Mas’ul itu membuat keputusan, “ana akan ajak bicara langsung akh
Fulan.”
Beberapa waktu berlalu, ketika akhirnya Mas’ul tersebut mendatangi
Fulan yang bersangkutan. Sang Akh berkata, “Ana memang menyatakan hal
tersebut, tapi apakah itu satu kesalahan?”
Sang Mas’ul berusaha menanggapinya searif mungkin. “Ana tidak
menyalahkan perasaan antum. Kita semua berhak memiliki perasaan itu.
Pertanyaan ana adalah, apakah antum sudah siap ketika menyatakan
perasaan itu. Apakah antum mengatakannya dengan orientasi bersih yang
menjamin hak-hak saudari antum. Hak perasaan dan hak pembinaannya.
Apakah antum menyampaikan ini kepada pembina antum untuk diseriuskan.
Apakah antum sudah siap berkeluarga. Apakah antum sudah berusaha
menjaga kemungkinan fitnah dari per-nyataan antum, baik terhadap ikhwah
lain maupun terhadap dakwah???” Mas’ul tersebut membuat penekanan
substansial. “Akhi… bagi kita perasaan itu tidak semurah tayangan
sinetron, atau bacaan picisan dalam novel-novel. Bagi kita perasaan itu
adalah bagian dari kemuliaan yang Allah tetapkan untuk pejuang dakwah.

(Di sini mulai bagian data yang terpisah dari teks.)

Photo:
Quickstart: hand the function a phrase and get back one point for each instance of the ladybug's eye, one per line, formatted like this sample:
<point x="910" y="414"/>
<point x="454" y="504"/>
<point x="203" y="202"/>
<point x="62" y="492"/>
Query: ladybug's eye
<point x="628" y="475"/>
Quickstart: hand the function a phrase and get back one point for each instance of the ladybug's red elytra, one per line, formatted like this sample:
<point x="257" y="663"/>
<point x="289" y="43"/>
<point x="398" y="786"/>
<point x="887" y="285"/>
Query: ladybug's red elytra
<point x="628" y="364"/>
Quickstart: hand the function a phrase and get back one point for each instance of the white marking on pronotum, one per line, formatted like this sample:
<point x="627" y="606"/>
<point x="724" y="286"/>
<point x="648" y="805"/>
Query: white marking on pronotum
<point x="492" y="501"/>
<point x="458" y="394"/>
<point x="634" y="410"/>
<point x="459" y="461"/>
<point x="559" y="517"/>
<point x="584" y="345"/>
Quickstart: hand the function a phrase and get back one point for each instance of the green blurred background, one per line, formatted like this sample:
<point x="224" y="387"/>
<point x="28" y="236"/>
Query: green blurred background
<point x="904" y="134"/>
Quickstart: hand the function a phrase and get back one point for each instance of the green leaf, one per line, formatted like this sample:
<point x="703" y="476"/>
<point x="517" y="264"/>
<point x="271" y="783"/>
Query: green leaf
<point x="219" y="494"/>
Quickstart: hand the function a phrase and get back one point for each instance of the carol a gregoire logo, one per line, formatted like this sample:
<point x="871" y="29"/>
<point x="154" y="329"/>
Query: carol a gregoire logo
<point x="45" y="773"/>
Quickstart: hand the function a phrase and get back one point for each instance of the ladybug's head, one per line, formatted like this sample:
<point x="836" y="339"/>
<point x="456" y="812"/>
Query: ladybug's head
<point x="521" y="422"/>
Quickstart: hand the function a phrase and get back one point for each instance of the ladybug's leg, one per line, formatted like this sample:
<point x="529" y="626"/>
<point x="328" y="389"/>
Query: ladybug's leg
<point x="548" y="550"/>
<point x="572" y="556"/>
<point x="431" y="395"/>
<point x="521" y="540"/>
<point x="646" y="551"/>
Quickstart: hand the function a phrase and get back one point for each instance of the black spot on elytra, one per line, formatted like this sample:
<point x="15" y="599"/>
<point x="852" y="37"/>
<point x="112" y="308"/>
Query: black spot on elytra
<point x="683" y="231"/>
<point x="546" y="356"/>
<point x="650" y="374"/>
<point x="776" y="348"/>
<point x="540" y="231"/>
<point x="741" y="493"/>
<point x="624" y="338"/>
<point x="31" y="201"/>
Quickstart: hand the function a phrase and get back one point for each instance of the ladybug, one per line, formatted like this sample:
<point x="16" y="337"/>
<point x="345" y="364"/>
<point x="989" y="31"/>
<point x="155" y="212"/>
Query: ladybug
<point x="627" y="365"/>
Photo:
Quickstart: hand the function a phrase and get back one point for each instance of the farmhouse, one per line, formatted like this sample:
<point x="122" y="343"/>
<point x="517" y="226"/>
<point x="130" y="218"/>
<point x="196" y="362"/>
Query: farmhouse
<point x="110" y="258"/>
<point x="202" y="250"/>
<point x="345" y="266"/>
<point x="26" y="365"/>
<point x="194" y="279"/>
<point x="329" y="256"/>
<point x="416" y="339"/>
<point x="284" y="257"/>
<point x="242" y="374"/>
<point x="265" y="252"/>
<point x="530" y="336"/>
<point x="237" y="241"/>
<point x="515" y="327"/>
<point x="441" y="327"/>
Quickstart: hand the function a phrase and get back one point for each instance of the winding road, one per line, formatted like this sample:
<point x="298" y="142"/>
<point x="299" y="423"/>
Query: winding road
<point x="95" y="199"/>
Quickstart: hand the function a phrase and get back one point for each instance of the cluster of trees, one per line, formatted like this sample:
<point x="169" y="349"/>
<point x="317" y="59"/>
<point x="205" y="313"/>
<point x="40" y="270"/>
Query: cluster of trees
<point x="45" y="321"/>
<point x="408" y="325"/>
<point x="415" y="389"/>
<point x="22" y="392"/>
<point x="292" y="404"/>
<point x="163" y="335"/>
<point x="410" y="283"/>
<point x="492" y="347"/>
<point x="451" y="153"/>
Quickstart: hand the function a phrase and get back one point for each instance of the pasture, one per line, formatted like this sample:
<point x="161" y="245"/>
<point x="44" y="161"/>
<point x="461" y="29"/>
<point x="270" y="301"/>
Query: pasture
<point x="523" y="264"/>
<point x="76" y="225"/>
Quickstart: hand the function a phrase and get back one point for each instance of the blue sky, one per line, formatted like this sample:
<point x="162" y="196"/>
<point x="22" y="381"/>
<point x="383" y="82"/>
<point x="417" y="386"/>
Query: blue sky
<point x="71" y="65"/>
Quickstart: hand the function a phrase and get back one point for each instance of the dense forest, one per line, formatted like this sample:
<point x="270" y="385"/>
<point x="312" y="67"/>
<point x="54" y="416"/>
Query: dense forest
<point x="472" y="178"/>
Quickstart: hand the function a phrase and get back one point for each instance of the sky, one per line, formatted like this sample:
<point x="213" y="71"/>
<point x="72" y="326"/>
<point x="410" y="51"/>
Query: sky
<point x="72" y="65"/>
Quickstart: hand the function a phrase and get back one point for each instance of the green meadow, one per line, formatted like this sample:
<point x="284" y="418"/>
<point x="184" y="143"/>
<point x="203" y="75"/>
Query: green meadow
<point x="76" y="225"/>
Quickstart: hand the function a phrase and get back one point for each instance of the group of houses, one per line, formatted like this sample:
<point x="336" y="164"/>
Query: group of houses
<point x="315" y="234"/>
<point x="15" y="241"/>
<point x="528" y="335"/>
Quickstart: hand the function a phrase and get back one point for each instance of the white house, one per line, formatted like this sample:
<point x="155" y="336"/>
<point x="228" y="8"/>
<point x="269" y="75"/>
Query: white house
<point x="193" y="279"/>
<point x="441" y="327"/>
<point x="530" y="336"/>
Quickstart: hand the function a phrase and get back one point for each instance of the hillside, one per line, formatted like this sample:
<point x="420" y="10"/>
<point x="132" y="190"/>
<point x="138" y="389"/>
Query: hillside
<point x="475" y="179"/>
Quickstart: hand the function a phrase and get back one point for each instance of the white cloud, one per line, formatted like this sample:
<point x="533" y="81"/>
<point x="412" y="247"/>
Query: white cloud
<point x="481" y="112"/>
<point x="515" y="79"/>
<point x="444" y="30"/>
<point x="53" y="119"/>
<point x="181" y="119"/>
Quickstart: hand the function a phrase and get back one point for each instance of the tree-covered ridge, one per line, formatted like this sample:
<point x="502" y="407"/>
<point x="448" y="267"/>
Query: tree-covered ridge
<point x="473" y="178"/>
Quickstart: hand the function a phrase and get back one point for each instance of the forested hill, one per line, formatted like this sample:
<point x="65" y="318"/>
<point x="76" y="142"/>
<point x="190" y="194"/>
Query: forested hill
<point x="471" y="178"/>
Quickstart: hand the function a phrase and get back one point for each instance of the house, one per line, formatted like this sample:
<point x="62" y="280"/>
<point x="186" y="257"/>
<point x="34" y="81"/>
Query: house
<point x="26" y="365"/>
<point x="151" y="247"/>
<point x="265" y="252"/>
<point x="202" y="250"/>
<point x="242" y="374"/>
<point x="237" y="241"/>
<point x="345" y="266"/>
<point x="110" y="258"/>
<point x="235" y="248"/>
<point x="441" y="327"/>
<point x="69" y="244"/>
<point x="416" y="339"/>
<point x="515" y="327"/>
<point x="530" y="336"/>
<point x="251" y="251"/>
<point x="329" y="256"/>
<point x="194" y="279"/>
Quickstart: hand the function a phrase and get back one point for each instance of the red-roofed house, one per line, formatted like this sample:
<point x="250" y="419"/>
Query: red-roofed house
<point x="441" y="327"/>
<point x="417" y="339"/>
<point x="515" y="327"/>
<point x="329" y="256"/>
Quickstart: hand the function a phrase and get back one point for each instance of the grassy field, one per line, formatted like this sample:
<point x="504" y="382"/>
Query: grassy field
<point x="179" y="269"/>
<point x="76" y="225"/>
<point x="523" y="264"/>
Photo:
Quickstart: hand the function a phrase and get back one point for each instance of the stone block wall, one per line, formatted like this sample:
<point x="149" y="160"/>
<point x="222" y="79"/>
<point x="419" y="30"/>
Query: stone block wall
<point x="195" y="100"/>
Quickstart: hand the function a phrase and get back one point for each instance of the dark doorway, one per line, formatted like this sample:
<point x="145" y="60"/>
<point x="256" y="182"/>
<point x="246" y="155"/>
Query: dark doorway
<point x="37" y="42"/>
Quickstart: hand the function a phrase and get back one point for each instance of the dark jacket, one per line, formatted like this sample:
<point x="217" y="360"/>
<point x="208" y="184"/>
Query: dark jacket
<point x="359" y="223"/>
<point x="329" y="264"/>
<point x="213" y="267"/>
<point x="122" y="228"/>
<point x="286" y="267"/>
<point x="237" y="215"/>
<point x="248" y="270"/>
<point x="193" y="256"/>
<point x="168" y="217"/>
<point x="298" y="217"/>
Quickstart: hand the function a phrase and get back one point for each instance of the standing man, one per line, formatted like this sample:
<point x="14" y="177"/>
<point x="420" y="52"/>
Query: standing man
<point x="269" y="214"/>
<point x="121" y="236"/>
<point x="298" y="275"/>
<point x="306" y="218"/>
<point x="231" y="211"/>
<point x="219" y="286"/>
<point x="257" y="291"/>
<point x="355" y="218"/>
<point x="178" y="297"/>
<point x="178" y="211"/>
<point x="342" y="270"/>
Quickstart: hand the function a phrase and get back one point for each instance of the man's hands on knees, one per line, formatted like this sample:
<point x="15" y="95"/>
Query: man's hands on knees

Perasaan itulah yang melandasi ekspansidakwah dan jaminan kemuliaan
Allah SWT Petasaan itulah yang mengeksiskan kita dengan beban berat
amanah ini. Maka jagalah perasaan itu tetap suci dan mensucikan”.
Cinta Aktivis Dakwah
Bagaimana ketika perasaan itu hadir. Bukankah ia datang tanpa pernah
diundang dan dikehendaki?
Jatuh cinta bagi aktivis dakwah bukanlah perkara sederhana. Dalam
konteks dakwah, jatuh cinta adalah gerbang ekspansi pergerakan. Dalam
konteks pembinaan, jatuh cinta adalah naik marhalah pembinaan. Dalam
konteks keimanan, jatuh cinta adalah bukti ketundukan kepada sunnah
Rasulullah saw dan jalan meraih Ridho Allah SWT
Ketika aktivis dakwah jatuh cinta, maka tuntas sudah urusan
prioritas cinta. Jelas, Allah, Rasulullah, dan jihad fii sabilillah
adalah yang utama. Jika ia ada dalam keadaan tersebut, maka berkahlah
perasaannya, berkahlah cintanya, dan berkahlah amal yang terwujud oleh
perasaan cinta tersebut. Jika jatuh cintanya tidak dalam kerangka
tersebut, maka cinta menjelma menjadi fitnah baginya, fitnah bagi
ummat, dan fitnah bagi dakwah. Karenanya jatuh cinta bagi aktivis
dakwah bukan perkara sederhana.
Ketika ikhwan mulai tergetar hatinya terhadap akhwat, dan demikian
sebaliknya, ketika itulah cinta ‘lain’ muncul dalam dirinya. Cinta
inilah yang kita bahas kali ini. Yaitu sebuah karunia dari kelembutan
hati dan perasaan manusia. Suatu karunia Allah yang membutuhkan bingkai
yang jelas. Sebab terlalu banyak pengagung cinta ini yang kemudian
menjadi hamba yang tersesat. Bagi aktivis dakwah, cinta lawan jenis,
adalah perasaan yang lahir dari tuntutan fitrah, tidak lepas dari
kerangka pembinaan dan dakwah. Suatu perasaan produktif’yang dengan
indah dikemukakan oleh ibunda Kartini, “…akan lebih banyak lagi yang
dapat saya kerjakan untuk bangsa ini, bila saya ada di samping seorang
laki-laki yang cakap… lebih banyak kata saya… daripada yang dapat saya
usahakan sebagai perempuan yang berdiri sendiri…”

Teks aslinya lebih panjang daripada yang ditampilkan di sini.